Von Joachim Budde | 21.02.2006
    Thomas Hauck hatte Jagdglück. In seinem Kühlraum hängen zwei mächtige Wildschweine.

    "Das sind jetzt zwei sehr schwere Stücke Schwarzwild, die ins Auto zu verladen, und dann zum Veterinär zu fahren, um dort die Stücke vorzulegen und die Proben entnehmen zu lassen, das ist natürlich schlichtweg für den Einzelnen unmöglich, aber zum Anderen die hängen jetzt hier bei sechs Grad im Kühlhaus, wenn Sie die rausbringen im Sommer und da hat es 30, 40 Grad im Auto, das kann nicht gut sein für das Lebensmittel Wildbret."

    Thomas Hauck hat ein kurzes, scharfes Messer in der Hand. Er betritt den Kühlraum und greift in die leere Bauchhöhle des Wildschweins.

    "Der Zwerchfellpfeiler ist am Rücken an der Wirbelsäule angewachsen, und hier müssen wir jetzt ein Stück Gewebe mit dem Messer entnehmen."

    Hauck legt das kleine Fleischstück beiseite und ergreift einen Vorderfuß des Wildschweins.

    "Von der Muskulatur aus dem Vorderlauf, da entnehme ich jetzt noch eine zweite Probe. ….die Borsten etwas entfernen, so das ist die zweite Probe, das reicht auch aus, das müssen keine riesengroßen Stücke sein, das Stück Wildschwein, das ist ja gekennzeichnet mit einer Nummer, und jetzt kommt diese Probe mit diesem kleinen Abschnitt in einen Plastikbeutel, und es ist dann noch der Begleitzettel auszufüllen."

    Ein Gefrierbeutel mit zwei Bröckchen Fleisch und einem neongelben Plastikstreifen mit der Nummer des Wildschweins, dazu ein Formular, auf dem er ein paar Kreuze machen und unterschreiben muss – was der Jäger zur Untersuchung bringt, passt leicht in einen Einkaufsbeutel. In ganz Baden-Württemberg haben sich rund 10.000 Jäger freiwillig darin schulen lassen, wie sie die Fleischproben entnehmen müssen. In diesen Seminaren haben sie außerdem einen Abend lang ihr Wissen über Trichinen und die Krankheiten, die diese Parasiten beim Menschen auslösen können, aufgefrischt. Der Gesetzgeber schreibt vor, Wildschweine lückenlos zu untersuchen – auch wenn die Zahl der befallenen Tiere sehr klein ist. Einer Meldung des Bundesinstituts für Risikobewertung zufolge sind zwischen 1991 und 2004 bei 137 Wildschweinen Trichinen gefunden worden – 3,7 Millionen Stück wurden in diesem Zeitraum insgesamt untersucht. Die neue Regelung erleichtert sowohl die Arbeit der Jäger als auch der amtlichen Fleischkontrolleure. Joachim Tierer, Leiter des Amtes für Verbraucherschutz und Veterinärwesen beim Landratsamt Karlsruhe, zieht eine positive Bilanz der ersten Monate:

    "Für den Landkreis Karlsruhe lässt sich derzeit abschätzen, dass von den insgesamt untersuchten Wildschweinen bei ca. 25 Prozent die Proben durch die Jäger selber entnommen wurden. […] Das bedeutet für uns, für das amtliche Personal eine entsprechende Arbeitserleichterung, da sie die Proben vor Ort nicht selber entnehmen müssen, sondern die Proben werden ihnen gebracht."
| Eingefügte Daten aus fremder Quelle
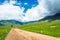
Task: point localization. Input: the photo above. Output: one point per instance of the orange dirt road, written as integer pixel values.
(17, 34)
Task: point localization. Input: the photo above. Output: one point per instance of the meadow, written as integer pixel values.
(43, 27)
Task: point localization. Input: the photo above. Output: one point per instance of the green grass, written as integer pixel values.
(43, 27)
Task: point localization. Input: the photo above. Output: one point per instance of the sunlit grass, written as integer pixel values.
(43, 27)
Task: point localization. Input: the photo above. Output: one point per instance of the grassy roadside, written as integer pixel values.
(43, 27)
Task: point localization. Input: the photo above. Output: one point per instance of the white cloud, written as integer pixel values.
(8, 11)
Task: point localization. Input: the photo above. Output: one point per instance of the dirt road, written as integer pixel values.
(17, 34)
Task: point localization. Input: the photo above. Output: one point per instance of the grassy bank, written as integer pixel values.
(43, 27)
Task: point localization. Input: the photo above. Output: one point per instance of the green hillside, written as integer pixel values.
(43, 27)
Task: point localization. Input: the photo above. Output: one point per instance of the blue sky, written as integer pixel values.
(27, 10)
(27, 4)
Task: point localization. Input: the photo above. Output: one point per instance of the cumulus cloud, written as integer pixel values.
(45, 8)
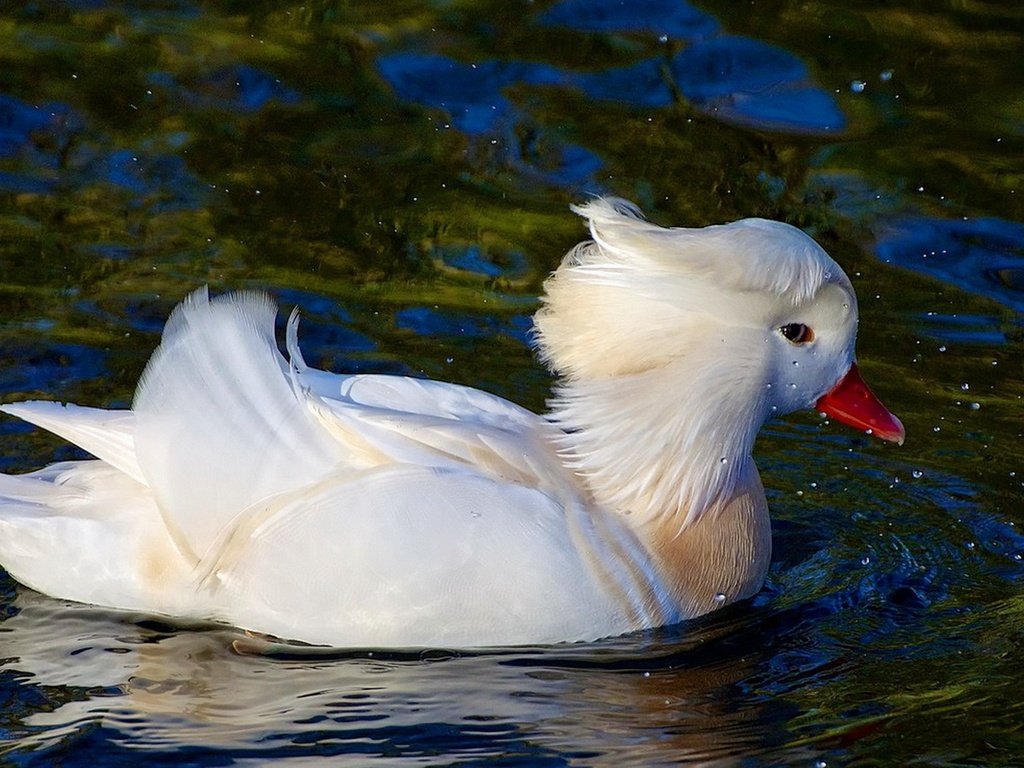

    Wie in Baden-Württemberg ist das neue Verfahren in den meisten Bundesländern aber auf die so genannten Jagdausübungsberechtigten beschränkt. Die Behörden vergeben die Genehmigung also nur an Pächter und Mitpächter für ein bestimmtes Revier. Doch der Pächter darf nur Tieren Proben entnehmen, die er selbst geschossenen hat. Lädt er Gäste zu einer Jagd ein, muss er deren Wildschweine weiterhin komplett zur Trichinenbeschau bringen.

    "Was dazu führt, dass teilweise pro Revier fünf und mehr Jäger von uns geschult und beauftragt wurden."

    Für die Behörde sei dadurch der Verwaltungsaufwand größer als nötig, sagt Tierer. Diese Erfahrungen gibt es auch aus anderen Bundesländern. Den Jägern greift die Regelung ebenso zu kurz, sagt Kreisjägermeister Thomas Hauck.

    " Ich muss die Tiere, die ein Jagdgast erlegt hat vom amtlichen Veterinär wie bisher untersuchen lassen. Das ist natürlich ein Riesenumstand. Es hätte ausgereicht, wenn man ein Unterschriftenfeld bringt wo der Schütze bestätigt, dass das Wild ordentlich erlegt wurde, dass das Wild zum Zeitpunkt des Erlegens auch gesund war."

    Denn schon beim Beobachten vor dem Schuss und beim Ausnehmen muss der Jäger auf Anzeichen für eine Krankheit achten. Eine amtliche Trichinenuntersuchung ist seit eh und je nur bei Fleischfressern oder bei Allesfressern wie Wildschweinen vorgeschrieben. Bei anderen Arten wie Rehen oder Hirschen sind die Jäger sogar die einzigen, die über die Qualität des Fleisches urteilen.